The Giving Day is a fundraising initiative that encourages students, faculty and alumni to donate to their “favorite areas of Cornell,” according to the event website. These “areas” can be any participating colleges, departments, programs and student and alumni organizations.
This Giving Day set new records for both dollar amount and amount of donors with 13,858 donors giving 18,966 gifts totaling over $7.8 million across Cornell, according to Fred Van Sickle, vice president for alumni affairs and development.
“These funds allow colleges and units to take immediate action on their top priorities for the year, from providing student and faculty support to investing in equipment and facilities needs,” Van Sickle told The Sun.
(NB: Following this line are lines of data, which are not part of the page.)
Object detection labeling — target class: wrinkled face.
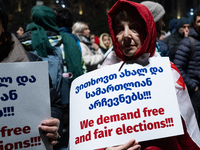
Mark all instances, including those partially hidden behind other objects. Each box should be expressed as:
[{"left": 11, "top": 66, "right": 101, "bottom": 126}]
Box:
[
  {"left": 178, "top": 24, "right": 190, "bottom": 34},
  {"left": 103, "top": 35, "right": 110, "bottom": 48},
  {"left": 90, "top": 34, "right": 95, "bottom": 43},
  {"left": 83, "top": 25, "right": 90, "bottom": 37},
  {"left": 16, "top": 27, "right": 24, "bottom": 37},
  {"left": 194, "top": 16, "right": 200, "bottom": 34},
  {"left": 115, "top": 15, "right": 146, "bottom": 57}
]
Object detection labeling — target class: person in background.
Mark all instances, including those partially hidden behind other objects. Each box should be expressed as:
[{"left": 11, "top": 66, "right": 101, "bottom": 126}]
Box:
[
  {"left": 101, "top": 0, "right": 200, "bottom": 150},
  {"left": 174, "top": 11, "right": 200, "bottom": 126},
  {"left": 159, "top": 30, "right": 166, "bottom": 41},
  {"left": 53, "top": 6, "right": 83, "bottom": 150},
  {"left": 72, "top": 22, "right": 104, "bottom": 72},
  {"left": 164, "top": 17, "right": 190, "bottom": 62},
  {"left": 16, "top": 22, "right": 28, "bottom": 38},
  {"left": 99, "top": 33, "right": 113, "bottom": 59},
  {"left": 141, "top": 1, "right": 169, "bottom": 57},
  {"left": 54, "top": 6, "right": 83, "bottom": 83},
  {"left": 0, "top": 0, "right": 63, "bottom": 145}
]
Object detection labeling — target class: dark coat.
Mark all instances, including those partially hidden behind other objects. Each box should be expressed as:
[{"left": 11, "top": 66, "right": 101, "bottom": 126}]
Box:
[
  {"left": 174, "top": 28, "right": 200, "bottom": 91},
  {"left": 163, "top": 31, "right": 184, "bottom": 62}
]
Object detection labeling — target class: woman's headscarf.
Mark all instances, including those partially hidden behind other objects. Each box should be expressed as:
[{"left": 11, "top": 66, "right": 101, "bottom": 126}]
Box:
[
  {"left": 108, "top": 0, "right": 157, "bottom": 61},
  {"left": 99, "top": 33, "right": 112, "bottom": 49},
  {"left": 26, "top": 6, "right": 59, "bottom": 57}
]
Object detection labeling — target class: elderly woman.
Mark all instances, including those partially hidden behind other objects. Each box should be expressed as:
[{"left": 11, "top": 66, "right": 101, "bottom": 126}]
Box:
[
  {"left": 72, "top": 22, "right": 104, "bottom": 72},
  {"left": 98, "top": 0, "right": 200, "bottom": 150}
]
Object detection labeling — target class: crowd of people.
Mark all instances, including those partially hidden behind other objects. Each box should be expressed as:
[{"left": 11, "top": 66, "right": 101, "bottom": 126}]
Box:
[{"left": 0, "top": 0, "right": 200, "bottom": 150}]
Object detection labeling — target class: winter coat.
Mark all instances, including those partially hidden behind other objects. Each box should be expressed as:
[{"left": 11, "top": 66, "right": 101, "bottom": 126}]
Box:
[
  {"left": 2, "top": 35, "right": 63, "bottom": 133},
  {"left": 174, "top": 28, "right": 200, "bottom": 92},
  {"left": 163, "top": 30, "right": 184, "bottom": 62},
  {"left": 102, "top": 0, "right": 200, "bottom": 150}
]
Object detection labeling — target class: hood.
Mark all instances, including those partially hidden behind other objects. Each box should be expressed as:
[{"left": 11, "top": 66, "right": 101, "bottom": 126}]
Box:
[
  {"left": 108, "top": 0, "right": 157, "bottom": 61},
  {"left": 99, "top": 33, "right": 112, "bottom": 49}
]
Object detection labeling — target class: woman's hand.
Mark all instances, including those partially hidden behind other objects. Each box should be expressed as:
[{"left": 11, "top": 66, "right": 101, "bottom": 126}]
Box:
[
  {"left": 39, "top": 118, "right": 60, "bottom": 145},
  {"left": 106, "top": 139, "right": 141, "bottom": 150}
]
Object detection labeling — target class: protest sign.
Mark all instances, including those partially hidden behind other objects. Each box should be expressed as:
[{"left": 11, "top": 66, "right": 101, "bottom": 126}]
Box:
[
  {"left": 70, "top": 58, "right": 183, "bottom": 150},
  {"left": 0, "top": 62, "right": 52, "bottom": 150}
]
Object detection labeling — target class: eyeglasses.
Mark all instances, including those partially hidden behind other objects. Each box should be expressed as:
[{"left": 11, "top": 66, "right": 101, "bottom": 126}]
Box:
[{"left": 84, "top": 28, "right": 89, "bottom": 30}]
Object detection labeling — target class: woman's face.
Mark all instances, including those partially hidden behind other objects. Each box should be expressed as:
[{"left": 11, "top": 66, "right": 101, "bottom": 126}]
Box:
[
  {"left": 103, "top": 35, "right": 111, "bottom": 48},
  {"left": 16, "top": 27, "right": 24, "bottom": 37},
  {"left": 115, "top": 15, "right": 146, "bottom": 57},
  {"left": 83, "top": 25, "right": 90, "bottom": 37}
]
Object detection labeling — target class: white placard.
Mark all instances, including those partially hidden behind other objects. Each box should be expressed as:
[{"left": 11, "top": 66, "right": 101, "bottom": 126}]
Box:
[
  {"left": 0, "top": 62, "right": 52, "bottom": 150},
  {"left": 70, "top": 57, "right": 183, "bottom": 150}
]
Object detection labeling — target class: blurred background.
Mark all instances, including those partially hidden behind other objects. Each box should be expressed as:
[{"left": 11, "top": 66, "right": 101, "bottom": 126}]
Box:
[{"left": 2, "top": 0, "right": 200, "bottom": 35}]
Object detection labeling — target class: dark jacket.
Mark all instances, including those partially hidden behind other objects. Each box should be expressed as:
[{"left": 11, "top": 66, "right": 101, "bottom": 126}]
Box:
[
  {"left": 164, "top": 30, "right": 184, "bottom": 62},
  {"left": 2, "top": 35, "right": 63, "bottom": 133},
  {"left": 174, "top": 28, "right": 200, "bottom": 91}
]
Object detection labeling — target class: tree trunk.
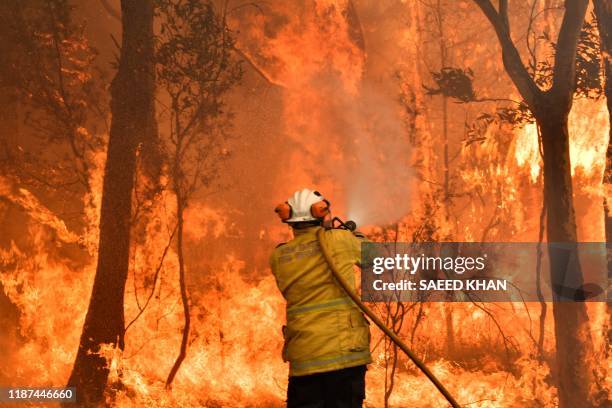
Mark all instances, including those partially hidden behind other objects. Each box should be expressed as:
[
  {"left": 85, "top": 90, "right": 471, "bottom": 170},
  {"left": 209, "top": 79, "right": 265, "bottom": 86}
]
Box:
[
  {"left": 68, "top": 0, "right": 157, "bottom": 406},
  {"left": 166, "top": 198, "right": 191, "bottom": 388},
  {"left": 536, "top": 110, "right": 592, "bottom": 408},
  {"left": 593, "top": 0, "right": 612, "bottom": 360}
]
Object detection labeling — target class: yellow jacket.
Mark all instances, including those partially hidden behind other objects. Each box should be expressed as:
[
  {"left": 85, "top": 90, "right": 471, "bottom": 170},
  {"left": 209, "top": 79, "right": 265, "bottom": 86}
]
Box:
[{"left": 270, "top": 227, "right": 372, "bottom": 376}]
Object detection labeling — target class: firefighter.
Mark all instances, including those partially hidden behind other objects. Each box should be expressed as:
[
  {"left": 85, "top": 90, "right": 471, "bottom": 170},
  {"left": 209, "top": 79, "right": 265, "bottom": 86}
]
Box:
[{"left": 270, "top": 189, "right": 372, "bottom": 408}]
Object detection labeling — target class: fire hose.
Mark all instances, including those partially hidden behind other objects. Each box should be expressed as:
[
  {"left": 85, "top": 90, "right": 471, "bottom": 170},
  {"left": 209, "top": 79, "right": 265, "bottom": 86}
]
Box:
[{"left": 317, "top": 228, "right": 460, "bottom": 408}]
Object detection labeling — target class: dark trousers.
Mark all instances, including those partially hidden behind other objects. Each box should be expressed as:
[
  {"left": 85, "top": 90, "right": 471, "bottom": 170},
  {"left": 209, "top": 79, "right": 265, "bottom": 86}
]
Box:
[{"left": 287, "top": 365, "right": 366, "bottom": 408}]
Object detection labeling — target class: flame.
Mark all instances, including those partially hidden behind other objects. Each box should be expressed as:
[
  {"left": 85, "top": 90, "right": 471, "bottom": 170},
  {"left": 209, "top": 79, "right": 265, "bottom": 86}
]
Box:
[{"left": 0, "top": 0, "right": 610, "bottom": 407}]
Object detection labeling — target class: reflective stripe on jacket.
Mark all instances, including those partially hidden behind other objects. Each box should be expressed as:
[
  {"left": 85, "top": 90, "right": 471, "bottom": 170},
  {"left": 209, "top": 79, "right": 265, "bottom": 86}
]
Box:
[{"left": 270, "top": 227, "right": 372, "bottom": 376}]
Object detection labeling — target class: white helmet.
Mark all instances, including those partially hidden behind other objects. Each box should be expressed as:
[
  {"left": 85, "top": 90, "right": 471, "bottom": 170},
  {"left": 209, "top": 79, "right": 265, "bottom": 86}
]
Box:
[{"left": 275, "top": 188, "right": 329, "bottom": 223}]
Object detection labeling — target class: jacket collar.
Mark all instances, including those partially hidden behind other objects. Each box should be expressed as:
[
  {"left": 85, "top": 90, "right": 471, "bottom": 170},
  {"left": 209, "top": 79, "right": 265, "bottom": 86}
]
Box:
[{"left": 293, "top": 225, "right": 323, "bottom": 238}]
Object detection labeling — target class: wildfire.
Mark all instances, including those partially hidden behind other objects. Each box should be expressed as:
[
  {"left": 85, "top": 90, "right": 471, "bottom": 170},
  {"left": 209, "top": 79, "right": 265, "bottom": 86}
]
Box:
[{"left": 0, "top": 0, "right": 608, "bottom": 408}]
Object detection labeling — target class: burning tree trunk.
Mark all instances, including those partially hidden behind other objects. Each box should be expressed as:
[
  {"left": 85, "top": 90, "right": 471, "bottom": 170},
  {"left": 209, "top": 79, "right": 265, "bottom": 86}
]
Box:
[
  {"left": 156, "top": 0, "right": 242, "bottom": 388},
  {"left": 474, "top": 0, "right": 592, "bottom": 408},
  {"left": 593, "top": 0, "right": 612, "bottom": 356},
  {"left": 68, "top": 0, "right": 157, "bottom": 406}
]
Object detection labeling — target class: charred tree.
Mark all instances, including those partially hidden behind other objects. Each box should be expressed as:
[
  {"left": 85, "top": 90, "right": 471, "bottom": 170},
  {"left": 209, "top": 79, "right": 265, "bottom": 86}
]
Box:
[
  {"left": 474, "top": 0, "right": 592, "bottom": 408},
  {"left": 593, "top": 0, "right": 612, "bottom": 352},
  {"left": 68, "top": 0, "right": 157, "bottom": 406},
  {"left": 156, "top": 0, "right": 242, "bottom": 388}
]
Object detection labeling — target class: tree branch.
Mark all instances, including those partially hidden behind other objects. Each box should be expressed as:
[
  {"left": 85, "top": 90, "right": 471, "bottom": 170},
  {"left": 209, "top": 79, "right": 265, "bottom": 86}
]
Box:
[
  {"left": 232, "top": 46, "right": 285, "bottom": 88},
  {"left": 100, "top": 0, "right": 121, "bottom": 22},
  {"left": 474, "top": 0, "right": 542, "bottom": 111}
]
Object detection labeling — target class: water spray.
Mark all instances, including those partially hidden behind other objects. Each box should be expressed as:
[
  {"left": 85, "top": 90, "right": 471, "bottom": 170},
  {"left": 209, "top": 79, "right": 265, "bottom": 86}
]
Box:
[{"left": 317, "top": 223, "right": 460, "bottom": 408}]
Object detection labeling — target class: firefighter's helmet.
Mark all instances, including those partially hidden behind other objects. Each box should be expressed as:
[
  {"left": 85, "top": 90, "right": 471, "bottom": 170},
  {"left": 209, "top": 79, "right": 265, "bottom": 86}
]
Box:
[{"left": 274, "top": 188, "right": 329, "bottom": 223}]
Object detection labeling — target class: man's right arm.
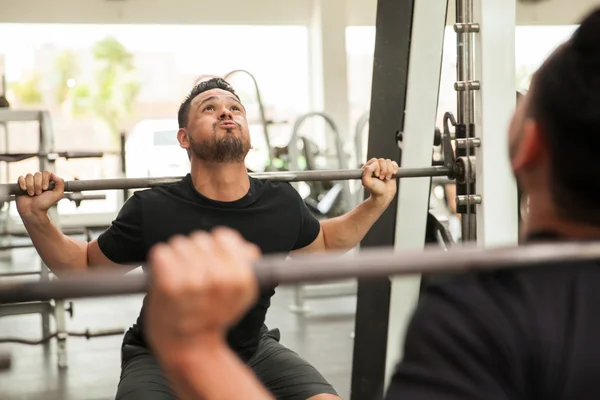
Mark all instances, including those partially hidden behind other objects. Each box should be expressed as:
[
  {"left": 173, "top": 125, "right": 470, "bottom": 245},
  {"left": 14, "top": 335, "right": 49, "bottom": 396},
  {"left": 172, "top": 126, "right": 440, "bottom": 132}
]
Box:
[
  {"left": 23, "top": 214, "right": 120, "bottom": 276},
  {"left": 17, "top": 173, "right": 145, "bottom": 276}
]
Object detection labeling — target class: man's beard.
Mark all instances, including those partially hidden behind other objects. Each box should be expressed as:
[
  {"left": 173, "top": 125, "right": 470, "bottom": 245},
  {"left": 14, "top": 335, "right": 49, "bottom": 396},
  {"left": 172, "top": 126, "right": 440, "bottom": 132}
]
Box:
[{"left": 188, "top": 126, "right": 250, "bottom": 163}]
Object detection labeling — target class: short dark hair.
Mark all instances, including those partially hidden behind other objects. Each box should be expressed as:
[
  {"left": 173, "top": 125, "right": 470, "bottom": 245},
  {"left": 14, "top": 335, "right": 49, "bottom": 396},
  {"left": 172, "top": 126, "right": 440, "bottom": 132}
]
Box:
[
  {"left": 528, "top": 8, "right": 600, "bottom": 225},
  {"left": 177, "top": 78, "right": 240, "bottom": 129}
]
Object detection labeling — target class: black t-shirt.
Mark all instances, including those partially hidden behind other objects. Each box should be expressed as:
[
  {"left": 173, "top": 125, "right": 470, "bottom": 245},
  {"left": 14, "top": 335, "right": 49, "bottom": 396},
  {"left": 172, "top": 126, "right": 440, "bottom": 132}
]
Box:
[
  {"left": 386, "top": 233, "right": 600, "bottom": 400},
  {"left": 98, "top": 174, "right": 320, "bottom": 359}
]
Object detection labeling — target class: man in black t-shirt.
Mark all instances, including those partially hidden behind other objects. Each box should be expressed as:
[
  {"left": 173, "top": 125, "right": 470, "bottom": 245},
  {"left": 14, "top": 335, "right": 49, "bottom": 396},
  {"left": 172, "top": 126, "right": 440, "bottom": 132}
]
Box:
[
  {"left": 12, "top": 78, "right": 398, "bottom": 400},
  {"left": 141, "top": 9, "right": 600, "bottom": 400}
]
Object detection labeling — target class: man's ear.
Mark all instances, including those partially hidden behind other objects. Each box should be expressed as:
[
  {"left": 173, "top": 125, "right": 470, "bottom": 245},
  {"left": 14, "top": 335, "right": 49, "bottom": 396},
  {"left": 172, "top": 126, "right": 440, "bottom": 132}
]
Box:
[
  {"left": 177, "top": 128, "right": 190, "bottom": 149},
  {"left": 512, "top": 119, "right": 546, "bottom": 171}
]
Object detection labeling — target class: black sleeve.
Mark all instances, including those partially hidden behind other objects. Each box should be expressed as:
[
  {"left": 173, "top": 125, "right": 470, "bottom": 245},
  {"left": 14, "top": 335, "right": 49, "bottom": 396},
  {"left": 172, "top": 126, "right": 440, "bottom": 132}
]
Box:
[
  {"left": 290, "top": 185, "right": 321, "bottom": 250},
  {"left": 386, "top": 277, "right": 526, "bottom": 400},
  {"left": 98, "top": 193, "right": 146, "bottom": 264}
]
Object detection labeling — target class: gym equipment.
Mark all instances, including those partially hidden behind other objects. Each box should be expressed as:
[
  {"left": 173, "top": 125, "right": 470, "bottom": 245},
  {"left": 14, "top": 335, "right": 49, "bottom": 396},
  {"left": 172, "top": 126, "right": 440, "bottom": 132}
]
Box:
[
  {"left": 0, "top": 242, "right": 600, "bottom": 304},
  {"left": 288, "top": 111, "right": 352, "bottom": 215},
  {"left": 0, "top": 353, "right": 12, "bottom": 371},
  {"left": 0, "top": 151, "right": 111, "bottom": 162},
  {"left": 0, "top": 163, "right": 463, "bottom": 199},
  {"left": 0, "top": 328, "right": 125, "bottom": 346}
]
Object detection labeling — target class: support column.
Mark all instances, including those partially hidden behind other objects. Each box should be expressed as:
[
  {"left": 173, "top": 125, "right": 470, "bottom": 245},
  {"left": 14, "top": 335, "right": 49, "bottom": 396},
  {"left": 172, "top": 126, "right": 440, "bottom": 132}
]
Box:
[
  {"left": 309, "top": 0, "right": 352, "bottom": 145},
  {"left": 473, "top": 0, "right": 519, "bottom": 247},
  {"left": 385, "top": 0, "right": 448, "bottom": 387},
  {"left": 350, "top": 0, "right": 414, "bottom": 400}
]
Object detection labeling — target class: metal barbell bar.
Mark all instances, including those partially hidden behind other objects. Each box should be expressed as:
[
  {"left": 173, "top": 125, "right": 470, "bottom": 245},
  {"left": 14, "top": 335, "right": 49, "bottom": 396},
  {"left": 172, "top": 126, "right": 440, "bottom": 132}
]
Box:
[
  {"left": 0, "top": 242, "right": 600, "bottom": 304},
  {"left": 0, "top": 166, "right": 456, "bottom": 201}
]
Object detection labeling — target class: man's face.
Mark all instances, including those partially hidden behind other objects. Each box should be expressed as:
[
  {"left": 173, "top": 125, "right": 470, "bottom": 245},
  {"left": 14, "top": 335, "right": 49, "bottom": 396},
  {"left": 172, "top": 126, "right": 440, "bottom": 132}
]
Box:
[{"left": 178, "top": 89, "right": 251, "bottom": 163}]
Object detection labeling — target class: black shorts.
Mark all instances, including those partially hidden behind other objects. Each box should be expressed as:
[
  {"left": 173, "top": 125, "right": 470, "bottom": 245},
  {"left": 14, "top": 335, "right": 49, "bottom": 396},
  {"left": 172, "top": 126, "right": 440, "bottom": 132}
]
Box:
[{"left": 116, "top": 329, "right": 337, "bottom": 400}]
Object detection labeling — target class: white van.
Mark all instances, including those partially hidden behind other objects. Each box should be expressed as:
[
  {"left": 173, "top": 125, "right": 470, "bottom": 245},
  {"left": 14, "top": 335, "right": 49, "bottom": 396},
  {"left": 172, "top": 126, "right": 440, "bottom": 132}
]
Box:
[
  {"left": 125, "top": 118, "right": 268, "bottom": 178},
  {"left": 125, "top": 119, "right": 190, "bottom": 178}
]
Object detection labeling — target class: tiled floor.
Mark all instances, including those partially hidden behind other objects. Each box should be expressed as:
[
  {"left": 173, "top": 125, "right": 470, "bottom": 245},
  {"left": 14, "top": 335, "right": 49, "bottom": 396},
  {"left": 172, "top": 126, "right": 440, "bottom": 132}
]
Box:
[{"left": 0, "top": 245, "right": 356, "bottom": 400}]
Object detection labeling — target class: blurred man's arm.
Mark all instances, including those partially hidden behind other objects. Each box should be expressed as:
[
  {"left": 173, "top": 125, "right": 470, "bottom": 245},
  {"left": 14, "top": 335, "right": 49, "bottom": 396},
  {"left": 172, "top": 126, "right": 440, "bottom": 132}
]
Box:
[{"left": 146, "top": 229, "right": 273, "bottom": 400}]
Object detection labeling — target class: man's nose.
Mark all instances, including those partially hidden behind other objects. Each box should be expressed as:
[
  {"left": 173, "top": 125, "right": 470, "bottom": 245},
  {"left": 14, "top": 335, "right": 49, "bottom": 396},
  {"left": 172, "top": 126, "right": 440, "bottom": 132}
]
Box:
[{"left": 219, "top": 107, "right": 232, "bottom": 119}]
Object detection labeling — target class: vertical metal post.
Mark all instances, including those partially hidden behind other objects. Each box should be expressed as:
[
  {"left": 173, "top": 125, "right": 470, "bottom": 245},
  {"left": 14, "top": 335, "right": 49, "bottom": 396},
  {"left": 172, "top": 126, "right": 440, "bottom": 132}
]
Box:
[
  {"left": 39, "top": 111, "right": 67, "bottom": 368},
  {"left": 454, "top": 0, "right": 479, "bottom": 241},
  {"left": 350, "top": 0, "right": 414, "bottom": 400},
  {"left": 474, "top": 0, "right": 519, "bottom": 247},
  {"left": 386, "top": 0, "right": 448, "bottom": 387}
]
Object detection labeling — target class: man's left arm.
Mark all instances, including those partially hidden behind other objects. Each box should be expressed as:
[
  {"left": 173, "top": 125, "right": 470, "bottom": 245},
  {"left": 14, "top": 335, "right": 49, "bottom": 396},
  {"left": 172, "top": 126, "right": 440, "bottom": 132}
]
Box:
[{"left": 291, "top": 158, "right": 398, "bottom": 256}]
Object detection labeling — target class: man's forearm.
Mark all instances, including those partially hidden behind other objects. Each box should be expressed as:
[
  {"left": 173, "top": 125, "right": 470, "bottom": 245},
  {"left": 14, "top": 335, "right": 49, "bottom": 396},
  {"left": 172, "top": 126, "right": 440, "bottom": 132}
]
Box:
[
  {"left": 23, "top": 214, "right": 88, "bottom": 275},
  {"left": 321, "top": 197, "right": 389, "bottom": 251},
  {"left": 163, "top": 343, "right": 274, "bottom": 400}
]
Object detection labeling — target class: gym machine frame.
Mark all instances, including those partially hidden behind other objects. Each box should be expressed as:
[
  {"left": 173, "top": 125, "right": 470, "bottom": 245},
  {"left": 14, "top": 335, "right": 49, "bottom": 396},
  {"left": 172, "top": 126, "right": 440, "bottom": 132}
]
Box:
[
  {"left": 0, "top": 109, "right": 73, "bottom": 367},
  {"left": 288, "top": 111, "right": 356, "bottom": 315},
  {"left": 0, "top": 109, "right": 131, "bottom": 368},
  {"left": 351, "top": 0, "right": 518, "bottom": 400}
]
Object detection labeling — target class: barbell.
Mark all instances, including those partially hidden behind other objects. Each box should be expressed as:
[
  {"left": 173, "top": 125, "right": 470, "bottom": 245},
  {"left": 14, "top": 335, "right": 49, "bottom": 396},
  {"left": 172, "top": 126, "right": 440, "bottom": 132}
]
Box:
[
  {"left": 0, "top": 166, "right": 454, "bottom": 201},
  {"left": 0, "top": 242, "right": 600, "bottom": 304}
]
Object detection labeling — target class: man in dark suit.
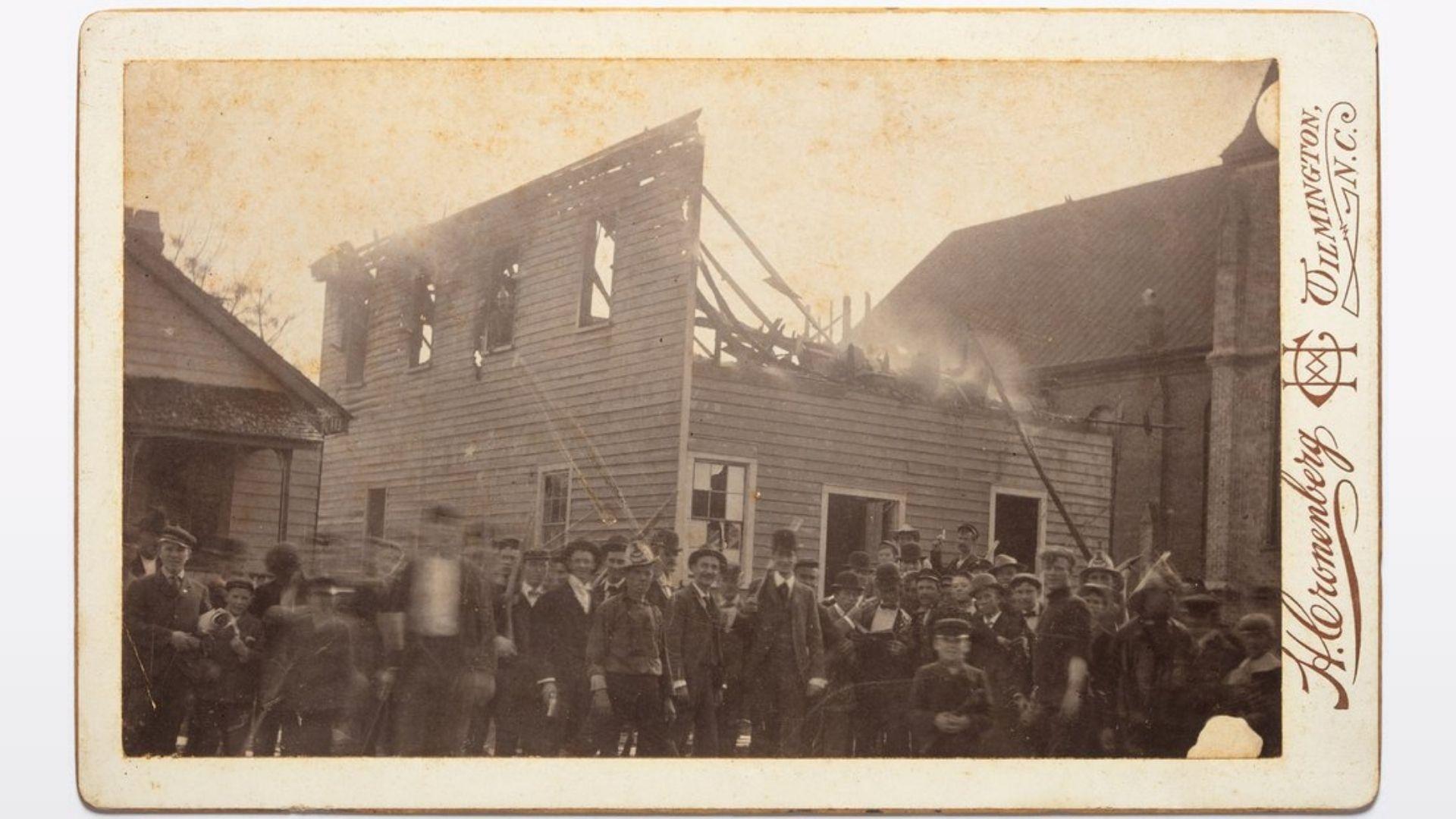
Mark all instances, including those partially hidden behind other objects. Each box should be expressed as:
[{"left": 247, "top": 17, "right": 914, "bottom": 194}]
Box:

The event’s online presence also allowed donors from any location to participate in challenges that add money to donations based on criteria such as being the first gift or receiving donations from 50 countries, according to the Giving Day website.
Aside from reaching out to community members via email, for the second time, some organizations — such as the LGBTQ Alumni Association and Asian American Alumni Association — also tabled in the Memorial Room of Willard Straight Hall to receive donations.
At Willard Straight Hall, students were able to donate to their colleges, student groups and sign up for alumni listservs in order to receive emails about future activities. The event also allowed students to write thank you notes to donors in return for a free Giving Day T-shirt.
For Van Sickle and Ryan Lombardi, vice president for student and campus life, Giving Day is more than just a fundraiser. According to them, it also raises morale and generates a sense of unity throughout Cornell’s community of both current students and alumni.
“Alumni who don’t have the means to support the institution financially still play an important role,” Lombardi told The Sun.
“When I watch Giving Day tallies climb — especially the large increase in the number of donors and gifts — I see a strong indicator of the deep affection we all feel for Cornell. No wonder this is such a popular effort,” Van Sickle said.